Cash rewards offered to save sea turtles
NATIONAL PARKS on the Andaman coast are offering cash rewards to those who discover sea turtle nests and notify park officers in an attempt to protect the endangered species from extinction.
Marine National Park Operation Centre 2 at Phuket announced earlier this week it would offer a cash reward of up to Bt20,000 to anyone who finds new turtle nests on the beaches of Phuket and Phang Nga in order to ensure that the turtle eggs will not be smuggled and sold in the black market and to ensure that the rare, newborn sea turtles will have a higher survival rate.
Sea turtles’ nesting season on the Andaman coast off southern Thailand is between November and March every year. The national park authority has been encouraging people to help the park officers conserve sea turtles by finding turtle nests. People who find leatherback turtle’s nest will be granted a Bt20,000 reward, while the prize for finding the nest of other marine turtle species is Bt10,000.
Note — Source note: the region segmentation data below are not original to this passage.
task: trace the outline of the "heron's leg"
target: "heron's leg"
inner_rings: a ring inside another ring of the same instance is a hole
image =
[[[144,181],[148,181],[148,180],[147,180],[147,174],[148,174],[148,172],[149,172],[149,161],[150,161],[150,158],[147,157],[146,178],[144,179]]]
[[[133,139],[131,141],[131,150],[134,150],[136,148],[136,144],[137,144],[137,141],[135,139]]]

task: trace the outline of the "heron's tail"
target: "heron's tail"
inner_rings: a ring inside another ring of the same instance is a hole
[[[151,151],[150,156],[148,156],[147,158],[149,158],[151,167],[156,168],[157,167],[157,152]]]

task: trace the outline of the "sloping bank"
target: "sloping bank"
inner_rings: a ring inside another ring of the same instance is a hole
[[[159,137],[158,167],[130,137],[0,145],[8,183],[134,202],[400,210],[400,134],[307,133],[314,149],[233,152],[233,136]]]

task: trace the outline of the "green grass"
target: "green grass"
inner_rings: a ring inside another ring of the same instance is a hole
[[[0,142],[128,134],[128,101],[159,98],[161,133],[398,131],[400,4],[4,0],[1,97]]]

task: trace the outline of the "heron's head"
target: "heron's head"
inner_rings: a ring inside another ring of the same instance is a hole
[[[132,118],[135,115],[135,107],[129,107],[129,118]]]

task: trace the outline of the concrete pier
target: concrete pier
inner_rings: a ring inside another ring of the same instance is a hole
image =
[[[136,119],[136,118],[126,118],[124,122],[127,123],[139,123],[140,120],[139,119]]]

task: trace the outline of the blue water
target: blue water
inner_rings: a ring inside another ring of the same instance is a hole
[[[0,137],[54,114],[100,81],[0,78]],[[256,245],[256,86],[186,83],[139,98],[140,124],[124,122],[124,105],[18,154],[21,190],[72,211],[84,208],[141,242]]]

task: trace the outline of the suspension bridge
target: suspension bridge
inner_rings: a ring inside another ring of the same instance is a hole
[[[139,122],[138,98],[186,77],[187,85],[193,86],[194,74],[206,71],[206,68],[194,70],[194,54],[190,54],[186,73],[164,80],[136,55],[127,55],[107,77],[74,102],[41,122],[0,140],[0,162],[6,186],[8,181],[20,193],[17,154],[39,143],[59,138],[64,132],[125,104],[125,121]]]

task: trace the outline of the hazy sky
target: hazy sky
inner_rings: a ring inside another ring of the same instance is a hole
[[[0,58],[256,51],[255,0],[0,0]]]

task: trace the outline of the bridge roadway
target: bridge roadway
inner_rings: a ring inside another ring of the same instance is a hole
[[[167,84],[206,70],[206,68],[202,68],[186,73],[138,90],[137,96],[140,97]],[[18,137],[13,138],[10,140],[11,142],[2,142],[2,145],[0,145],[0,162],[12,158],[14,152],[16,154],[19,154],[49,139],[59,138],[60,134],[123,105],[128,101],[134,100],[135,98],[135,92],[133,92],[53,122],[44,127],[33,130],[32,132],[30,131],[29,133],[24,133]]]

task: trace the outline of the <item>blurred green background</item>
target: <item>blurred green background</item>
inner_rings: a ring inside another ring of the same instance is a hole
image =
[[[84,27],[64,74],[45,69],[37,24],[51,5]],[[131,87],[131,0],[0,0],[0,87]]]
Marine National Park Operation Centre 2 also pointed out that those who discover the turtle nests must inform the park officers to safely retrieve the turtle eggs immediately and they must not retrieve the turtle eggs themselves, because not only is it against the law but also improper transportation of turtle eggs may hamper its hatching.
Phang Nga’s Khao Lampi-Hat Thai Mueang National Park chief Mongkol Lieuwiriyakul said the sea turtle conservation measure to reward people who help the park officers identify and safely retrieve turtle eggs is not new. The park has followed this policy for many years, but this nesting season is the first time that the campaign has been widely publicised and such a high reward offered.
Mongkol said the retrieved eggs will be relocated to a safe location and when the eggs are hatched, the park officers will look after the hatchlings until they are strong enough before returning them to the sea in order to increase their survival rate.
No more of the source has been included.